"How soon shall you be down our way again?" His voice was thickening. She shook her head, speechless. She was afraid again now. His face altered. He was standing almost over her. She thought: "I am lost! I have let it come to this!" He was no longer a good friend.
He began to speak, in detached bits of phrases:
"I say--you know--"
"Good-bye, good-bye," she murmured anxiously. "I must go. Thanks very much."

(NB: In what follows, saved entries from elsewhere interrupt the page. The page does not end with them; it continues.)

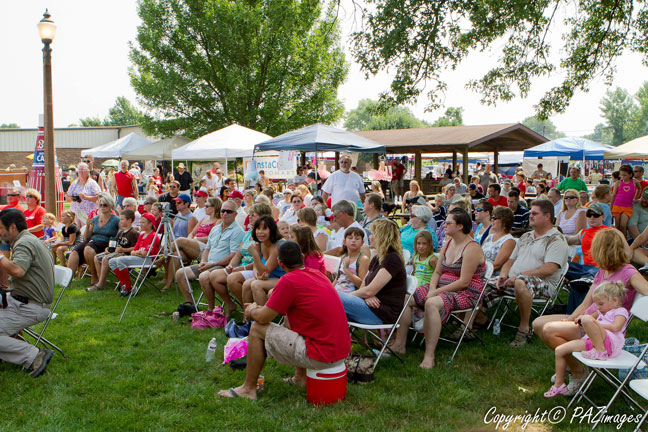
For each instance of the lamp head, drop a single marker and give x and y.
(46, 28)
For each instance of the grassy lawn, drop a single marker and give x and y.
(150, 373)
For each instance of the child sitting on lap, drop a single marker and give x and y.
(604, 332)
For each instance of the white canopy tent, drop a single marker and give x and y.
(635, 149)
(159, 150)
(116, 149)
(233, 141)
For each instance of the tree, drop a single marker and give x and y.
(368, 116)
(545, 128)
(420, 39)
(273, 65)
(452, 117)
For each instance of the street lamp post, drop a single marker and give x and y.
(46, 31)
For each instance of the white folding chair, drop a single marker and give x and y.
(603, 368)
(62, 277)
(455, 314)
(538, 306)
(375, 329)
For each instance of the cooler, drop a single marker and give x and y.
(326, 386)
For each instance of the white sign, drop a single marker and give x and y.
(287, 160)
(270, 164)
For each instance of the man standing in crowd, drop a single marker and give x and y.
(520, 214)
(494, 196)
(573, 181)
(223, 242)
(555, 197)
(398, 178)
(31, 292)
(125, 184)
(318, 337)
(344, 184)
(488, 177)
(540, 173)
(637, 173)
(535, 266)
(184, 178)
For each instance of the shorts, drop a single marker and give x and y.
(618, 210)
(97, 246)
(196, 272)
(289, 348)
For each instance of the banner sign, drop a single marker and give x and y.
(273, 166)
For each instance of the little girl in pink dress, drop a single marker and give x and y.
(604, 332)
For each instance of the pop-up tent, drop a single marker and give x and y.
(116, 149)
(575, 148)
(231, 142)
(159, 150)
(635, 149)
(319, 138)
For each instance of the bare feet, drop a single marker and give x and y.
(296, 381)
(238, 392)
(427, 364)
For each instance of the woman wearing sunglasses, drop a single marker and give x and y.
(99, 231)
(572, 217)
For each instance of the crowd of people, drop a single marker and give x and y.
(263, 251)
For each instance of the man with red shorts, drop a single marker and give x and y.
(318, 337)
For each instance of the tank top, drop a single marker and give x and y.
(277, 272)
(422, 269)
(625, 194)
(203, 230)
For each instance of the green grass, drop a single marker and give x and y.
(150, 373)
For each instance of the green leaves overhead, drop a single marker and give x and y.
(420, 39)
(273, 66)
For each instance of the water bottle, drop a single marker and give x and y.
(211, 350)
(496, 328)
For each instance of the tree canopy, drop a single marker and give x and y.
(626, 116)
(273, 65)
(420, 39)
(121, 114)
(368, 116)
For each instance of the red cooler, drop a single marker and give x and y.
(326, 386)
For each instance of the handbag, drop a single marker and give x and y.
(203, 319)
(360, 368)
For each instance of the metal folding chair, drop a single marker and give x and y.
(376, 329)
(62, 277)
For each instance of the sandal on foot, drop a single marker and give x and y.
(521, 339)
(555, 391)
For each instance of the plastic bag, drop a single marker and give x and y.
(235, 348)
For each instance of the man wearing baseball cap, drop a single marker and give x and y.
(183, 223)
(185, 179)
(237, 197)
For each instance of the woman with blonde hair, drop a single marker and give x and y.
(415, 190)
(612, 254)
(572, 217)
(380, 298)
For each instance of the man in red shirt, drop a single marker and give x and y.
(13, 200)
(318, 337)
(125, 184)
(494, 196)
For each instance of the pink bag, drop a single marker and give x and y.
(203, 319)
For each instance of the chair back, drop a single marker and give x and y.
(332, 263)
(62, 275)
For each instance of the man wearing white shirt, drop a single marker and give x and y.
(344, 184)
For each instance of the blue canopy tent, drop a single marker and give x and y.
(319, 138)
(575, 148)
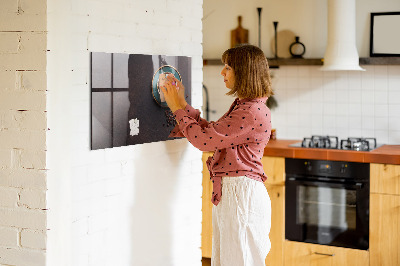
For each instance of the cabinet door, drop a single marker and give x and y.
(384, 230)
(385, 178)
(304, 254)
(206, 232)
(277, 233)
(274, 168)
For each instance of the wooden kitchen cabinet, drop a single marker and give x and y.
(385, 215)
(274, 168)
(305, 254)
(385, 178)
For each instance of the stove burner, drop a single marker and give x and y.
(328, 142)
(332, 142)
(358, 144)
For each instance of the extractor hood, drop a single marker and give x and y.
(341, 51)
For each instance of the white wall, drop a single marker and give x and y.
(23, 133)
(311, 102)
(135, 205)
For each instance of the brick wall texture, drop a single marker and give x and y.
(23, 128)
(61, 203)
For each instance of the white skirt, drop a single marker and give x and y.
(241, 223)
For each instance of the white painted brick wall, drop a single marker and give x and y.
(124, 205)
(23, 128)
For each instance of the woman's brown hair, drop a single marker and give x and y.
(250, 66)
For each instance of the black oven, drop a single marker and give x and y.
(327, 202)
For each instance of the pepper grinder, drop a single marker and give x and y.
(276, 38)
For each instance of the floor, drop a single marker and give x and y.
(206, 261)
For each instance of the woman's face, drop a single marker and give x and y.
(229, 76)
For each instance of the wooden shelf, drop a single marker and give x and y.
(380, 61)
(274, 63)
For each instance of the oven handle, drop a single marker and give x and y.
(357, 185)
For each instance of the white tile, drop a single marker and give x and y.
(381, 97)
(394, 123)
(367, 110)
(355, 96)
(355, 122)
(381, 110)
(368, 122)
(381, 123)
(382, 136)
(303, 82)
(394, 70)
(342, 81)
(367, 96)
(367, 83)
(394, 83)
(317, 107)
(355, 109)
(381, 84)
(367, 133)
(394, 97)
(380, 71)
(354, 83)
(329, 122)
(329, 109)
(342, 96)
(342, 122)
(394, 137)
(394, 110)
(355, 132)
(342, 109)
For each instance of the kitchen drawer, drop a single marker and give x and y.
(305, 254)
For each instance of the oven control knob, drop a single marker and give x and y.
(308, 166)
(343, 168)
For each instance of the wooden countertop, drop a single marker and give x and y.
(389, 154)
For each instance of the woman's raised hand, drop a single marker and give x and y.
(174, 92)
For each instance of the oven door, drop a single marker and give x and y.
(327, 213)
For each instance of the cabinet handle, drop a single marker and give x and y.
(324, 254)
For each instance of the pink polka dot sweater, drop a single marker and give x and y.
(238, 139)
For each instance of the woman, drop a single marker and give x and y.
(242, 211)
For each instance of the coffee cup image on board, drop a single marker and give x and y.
(162, 73)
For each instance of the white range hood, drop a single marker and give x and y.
(341, 51)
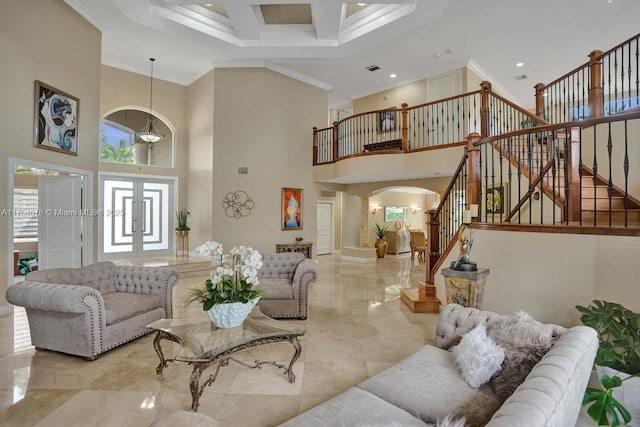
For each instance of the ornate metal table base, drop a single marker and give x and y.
(222, 360)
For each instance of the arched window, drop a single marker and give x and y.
(119, 143)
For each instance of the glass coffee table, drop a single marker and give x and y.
(202, 344)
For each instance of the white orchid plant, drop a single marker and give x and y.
(233, 278)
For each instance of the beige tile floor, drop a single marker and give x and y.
(357, 327)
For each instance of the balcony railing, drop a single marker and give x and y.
(434, 124)
(608, 84)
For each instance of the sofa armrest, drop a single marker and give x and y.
(149, 280)
(306, 272)
(54, 297)
(552, 393)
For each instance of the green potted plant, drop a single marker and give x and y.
(381, 244)
(617, 363)
(182, 229)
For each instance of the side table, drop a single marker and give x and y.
(465, 287)
(303, 247)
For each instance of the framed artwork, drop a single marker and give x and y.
(56, 120)
(393, 213)
(291, 205)
(495, 199)
(386, 121)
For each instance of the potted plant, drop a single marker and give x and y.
(182, 229)
(617, 363)
(381, 244)
(230, 295)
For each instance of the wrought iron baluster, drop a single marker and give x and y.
(625, 167)
(610, 180)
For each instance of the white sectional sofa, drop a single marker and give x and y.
(427, 388)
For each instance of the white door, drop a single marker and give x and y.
(444, 118)
(137, 217)
(325, 228)
(60, 224)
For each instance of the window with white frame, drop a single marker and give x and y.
(25, 218)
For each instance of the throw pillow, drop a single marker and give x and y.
(449, 421)
(477, 356)
(524, 341)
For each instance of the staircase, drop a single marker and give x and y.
(600, 211)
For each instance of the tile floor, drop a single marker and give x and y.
(357, 327)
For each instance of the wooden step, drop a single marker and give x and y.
(411, 298)
(426, 290)
(602, 203)
(599, 191)
(617, 217)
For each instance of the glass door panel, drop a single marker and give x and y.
(136, 217)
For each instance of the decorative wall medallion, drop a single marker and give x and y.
(237, 204)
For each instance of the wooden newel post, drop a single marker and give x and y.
(596, 92)
(484, 108)
(335, 141)
(433, 240)
(405, 126)
(473, 171)
(315, 146)
(572, 155)
(539, 100)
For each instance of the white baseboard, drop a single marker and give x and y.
(357, 259)
(6, 309)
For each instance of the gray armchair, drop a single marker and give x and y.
(88, 310)
(285, 278)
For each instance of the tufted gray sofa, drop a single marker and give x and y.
(88, 310)
(285, 278)
(427, 387)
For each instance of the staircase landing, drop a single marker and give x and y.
(187, 267)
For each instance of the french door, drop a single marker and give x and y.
(135, 217)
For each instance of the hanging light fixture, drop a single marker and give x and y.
(149, 133)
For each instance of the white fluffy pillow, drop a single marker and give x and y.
(477, 356)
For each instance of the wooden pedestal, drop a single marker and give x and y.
(465, 287)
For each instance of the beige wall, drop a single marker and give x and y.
(123, 89)
(471, 81)
(413, 94)
(399, 199)
(547, 274)
(199, 193)
(68, 61)
(261, 120)
(337, 217)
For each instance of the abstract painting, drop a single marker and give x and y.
(291, 217)
(56, 120)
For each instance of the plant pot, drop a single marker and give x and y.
(628, 393)
(232, 314)
(381, 248)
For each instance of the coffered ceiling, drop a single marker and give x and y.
(330, 43)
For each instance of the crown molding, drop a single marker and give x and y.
(473, 66)
(86, 13)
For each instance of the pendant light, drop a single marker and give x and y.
(149, 133)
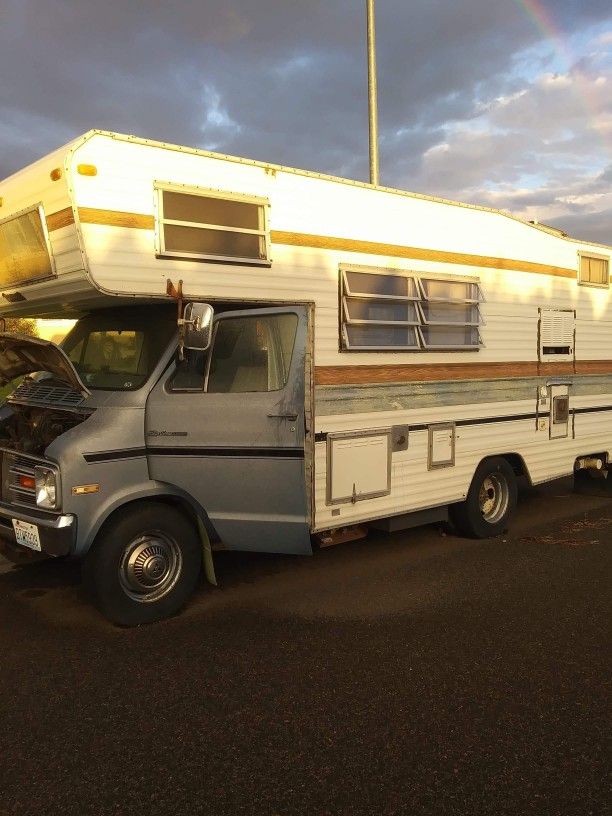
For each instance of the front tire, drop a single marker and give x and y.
(144, 565)
(489, 502)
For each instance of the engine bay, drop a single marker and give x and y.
(31, 429)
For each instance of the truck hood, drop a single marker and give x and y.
(20, 355)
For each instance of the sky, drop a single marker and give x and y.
(502, 103)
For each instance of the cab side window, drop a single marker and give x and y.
(252, 353)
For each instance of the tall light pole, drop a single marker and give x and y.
(372, 94)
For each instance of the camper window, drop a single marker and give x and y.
(208, 226)
(593, 270)
(390, 311)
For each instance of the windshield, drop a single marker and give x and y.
(117, 350)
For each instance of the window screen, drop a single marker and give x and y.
(594, 270)
(207, 226)
(384, 311)
(24, 250)
(556, 332)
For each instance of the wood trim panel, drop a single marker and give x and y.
(371, 374)
(113, 218)
(62, 218)
(417, 253)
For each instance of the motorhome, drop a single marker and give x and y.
(263, 357)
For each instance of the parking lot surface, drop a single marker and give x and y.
(418, 673)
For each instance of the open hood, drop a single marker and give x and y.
(20, 354)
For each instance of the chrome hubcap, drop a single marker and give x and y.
(150, 567)
(493, 498)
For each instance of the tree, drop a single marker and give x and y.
(22, 325)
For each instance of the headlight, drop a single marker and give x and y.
(46, 488)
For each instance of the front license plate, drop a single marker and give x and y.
(26, 534)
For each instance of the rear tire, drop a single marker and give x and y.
(144, 565)
(489, 502)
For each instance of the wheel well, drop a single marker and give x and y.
(516, 462)
(172, 501)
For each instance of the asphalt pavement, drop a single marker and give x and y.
(418, 673)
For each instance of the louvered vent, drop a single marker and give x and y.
(48, 395)
(557, 333)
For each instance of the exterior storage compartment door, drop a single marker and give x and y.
(228, 429)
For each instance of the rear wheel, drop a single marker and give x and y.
(489, 502)
(144, 566)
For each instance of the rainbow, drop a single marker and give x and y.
(543, 20)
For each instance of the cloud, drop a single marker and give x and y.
(472, 102)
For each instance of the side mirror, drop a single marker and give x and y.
(196, 326)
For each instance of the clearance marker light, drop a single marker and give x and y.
(82, 490)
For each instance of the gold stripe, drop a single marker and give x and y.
(62, 218)
(417, 253)
(112, 218)
(361, 375)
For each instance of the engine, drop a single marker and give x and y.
(31, 429)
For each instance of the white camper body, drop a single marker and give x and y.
(440, 334)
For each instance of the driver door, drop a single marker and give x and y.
(228, 428)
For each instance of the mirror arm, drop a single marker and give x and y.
(177, 294)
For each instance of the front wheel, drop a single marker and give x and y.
(489, 502)
(144, 565)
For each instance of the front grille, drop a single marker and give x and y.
(47, 395)
(15, 466)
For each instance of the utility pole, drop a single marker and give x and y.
(372, 94)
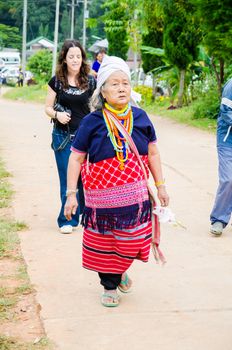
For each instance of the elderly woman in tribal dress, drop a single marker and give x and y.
(117, 213)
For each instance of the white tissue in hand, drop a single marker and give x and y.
(164, 214)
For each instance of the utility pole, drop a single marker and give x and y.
(72, 19)
(55, 37)
(24, 38)
(85, 16)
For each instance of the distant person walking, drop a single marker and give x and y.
(222, 209)
(97, 63)
(67, 103)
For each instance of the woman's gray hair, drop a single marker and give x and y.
(96, 101)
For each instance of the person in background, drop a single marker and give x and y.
(221, 213)
(97, 63)
(69, 93)
(117, 213)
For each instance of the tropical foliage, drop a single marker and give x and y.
(185, 44)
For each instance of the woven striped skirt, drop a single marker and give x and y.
(114, 251)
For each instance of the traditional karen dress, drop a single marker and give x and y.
(117, 213)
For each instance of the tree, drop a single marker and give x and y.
(152, 35)
(41, 65)
(116, 21)
(41, 14)
(9, 37)
(215, 19)
(181, 37)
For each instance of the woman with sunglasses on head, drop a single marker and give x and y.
(67, 102)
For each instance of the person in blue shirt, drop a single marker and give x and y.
(97, 63)
(221, 213)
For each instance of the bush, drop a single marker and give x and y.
(40, 64)
(207, 105)
(146, 93)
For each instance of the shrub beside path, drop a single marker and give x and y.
(185, 305)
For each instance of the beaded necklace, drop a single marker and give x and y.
(118, 141)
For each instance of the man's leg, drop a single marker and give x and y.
(223, 203)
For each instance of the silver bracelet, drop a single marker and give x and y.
(68, 192)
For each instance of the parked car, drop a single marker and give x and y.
(10, 75)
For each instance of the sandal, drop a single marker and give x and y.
(125, 284)
(110, 300)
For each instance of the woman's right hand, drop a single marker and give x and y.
(70, 207)
(63, 117)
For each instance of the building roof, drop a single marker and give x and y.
(46, 43)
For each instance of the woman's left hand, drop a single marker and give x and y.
(163, 196)
(70, 207)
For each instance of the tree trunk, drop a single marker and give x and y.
(181, 88)
(219, 76)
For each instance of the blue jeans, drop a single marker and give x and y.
(61, 143)
(223, 203)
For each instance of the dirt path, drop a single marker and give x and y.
(186, 305)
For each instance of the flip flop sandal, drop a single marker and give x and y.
(106, 297)
(123, 284)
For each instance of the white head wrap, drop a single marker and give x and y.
(109, 65)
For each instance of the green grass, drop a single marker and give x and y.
(182, 115)
(8, 343)
(5, 188)
(34, 93)
(8, 236)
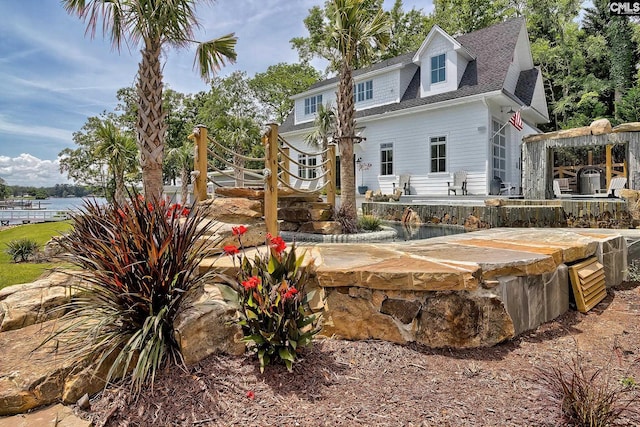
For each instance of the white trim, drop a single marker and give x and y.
(457, 47)
(356, 79)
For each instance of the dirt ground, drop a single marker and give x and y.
(374, 383)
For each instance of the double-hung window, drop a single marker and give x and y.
(311, 104)
(438, 145)
(363, 91)
(438, 68)
(386, 158)
(307, 166)
(499, 150)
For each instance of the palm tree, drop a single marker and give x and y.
(182, 157)
(354, 33)
(121, 151)
(153, 24)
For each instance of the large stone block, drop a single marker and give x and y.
(36, 302)
(221, 235)
(208, 327)
(463, 320)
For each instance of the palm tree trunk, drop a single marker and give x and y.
(346, 128)
(151, 125)
(184, 188)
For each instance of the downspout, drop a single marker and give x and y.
(488, 146)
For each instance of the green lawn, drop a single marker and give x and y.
(12, 273)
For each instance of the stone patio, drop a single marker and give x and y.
(459, 291)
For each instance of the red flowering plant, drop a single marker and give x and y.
(274, 304)
(139, 265)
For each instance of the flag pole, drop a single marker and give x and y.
(505, 125)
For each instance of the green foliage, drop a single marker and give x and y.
(139, 265)
(369, 223)
(274, 302)
(21, 250)
(464, 16)
(14, 273)
(587, 396)
(628, 109)
(275, 87)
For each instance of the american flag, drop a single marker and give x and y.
(516, 120)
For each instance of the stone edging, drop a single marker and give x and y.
(387, 233)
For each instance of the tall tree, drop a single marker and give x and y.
(153, 24)
(354, 35)
(120, 151)
(408, 30)
(464, 16)
(275, 87)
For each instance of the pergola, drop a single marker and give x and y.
(537, 154)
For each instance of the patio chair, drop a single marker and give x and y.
(459, 183)
(616, 183)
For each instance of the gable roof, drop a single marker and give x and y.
(435, 31)
(493, 47)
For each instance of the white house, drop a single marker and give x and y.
(441, 109)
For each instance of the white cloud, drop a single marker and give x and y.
(29, 170)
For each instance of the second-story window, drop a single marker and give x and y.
(386, 159)
(438, 68)
(363, 91)
(311, 104)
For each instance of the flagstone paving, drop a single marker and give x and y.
(465, 290)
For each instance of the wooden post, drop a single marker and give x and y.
(286, 164)
(271, 184)
(200, 137)
(609, 166)
(331, 176)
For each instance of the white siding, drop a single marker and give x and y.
(465, 127)
(386, 90)
(438, 46)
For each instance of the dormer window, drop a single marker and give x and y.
(311, 104)
(438, 68)
(363, 91)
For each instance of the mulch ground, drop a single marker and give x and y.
(374, 383)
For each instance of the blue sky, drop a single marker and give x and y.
(52, 77)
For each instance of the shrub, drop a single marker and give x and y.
(589, 396)
(139, 264)
(273, 301)
(369, 223)
(20, 250)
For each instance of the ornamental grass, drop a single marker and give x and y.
(274, 301)
(139, 266)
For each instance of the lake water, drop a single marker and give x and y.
(65, 203)
(417, 232)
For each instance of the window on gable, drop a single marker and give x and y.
(363, 91)
(307, 166)
(499, 150)
(311, 104)
(438, 153)
(386, 158)
(438, 68)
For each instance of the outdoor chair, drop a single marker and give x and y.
(616, 183)
(459, 183)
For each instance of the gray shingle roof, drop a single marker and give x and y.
(493, 48)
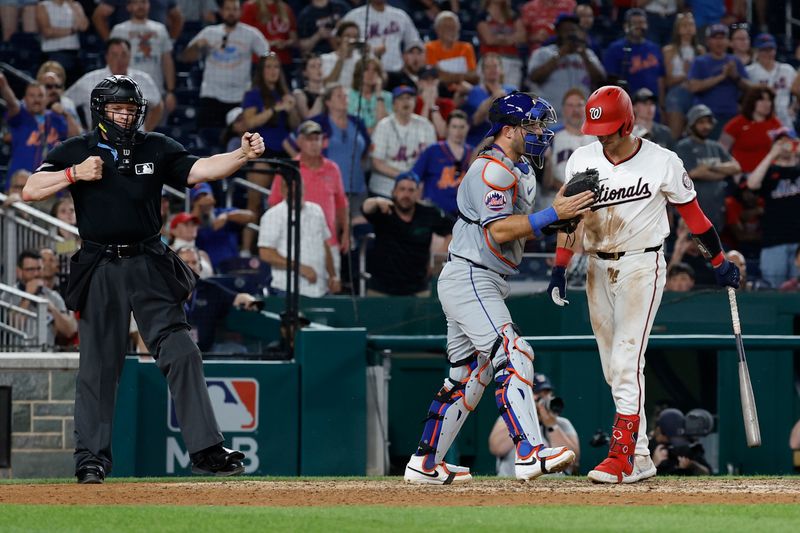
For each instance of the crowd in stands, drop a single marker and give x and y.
(384, 102)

And foolishly, she held out her hand, which he seized. He bent passionately, and kissed her like a fresh boy, like a schoolboy. And she gave back the kiss strongly, with all the profound sincerity of her nature. His agitation appeared to be extreme; but she was calm; she was divinely calm. She savoured the moment as though she had been a watcher, and not an actor in the scene. She thought, with a secret sigh of bliss: "Yes, it is real, this moment! And I have had it. Am I astonished that it has come so soon, or did I know it was coming?" Her eyes drank up the face and the hands and the gestures of her lover. She felt tired, and sat down in the office chair, and he leaned on the desk, and the walls of the cubicle folded them in, even from the inanimate scrutiny of the shop.
V
They were talking together, half-fearfully, and yet with the confidence of deep mutual trust, in the quick-gathering darkness of the cubicle. And while they were talking, Hilda, in her head, was writing a fervent letter to him: "... You see it was so sudden. I had had no chance to tell you. I did so want to tell you, but how could I? And I hadn't told anybody! I'm sure you will agree with me that it is best to tell some things as little as possible. And when you had kissed me, how could I tell you then--at once? I could not. It would have spoilt everything. Surely you understand. I know you do, because you understand everything. If I was wrong, tell me where. You don't guess how humble I am! When I think of you, I am the humblest girl you can imagine. Forgive me, if there is anything to forgive. I don't need to tell you that I have suffered."
And she kept writing the letter again and again, slightly altering the phrases so as to improve them, so as to express herself better and more honestly and more appealingly.
"I shall send you the address to-morrow," she was saying to him. "I shall write you before I go to bed, whether it's to-night or to-morrow morning." She put the fire of her love into the assurance. She smiled to entrance him, and saw on his face that he was beside himself with joy in her. She was a queen, surpassing in her prerogative a thousand elegant Janets. She smiled; she proudly straightened her shoulders (she the humblest!), and her boy was enslaved.
"I wonder what people will say," he murmured.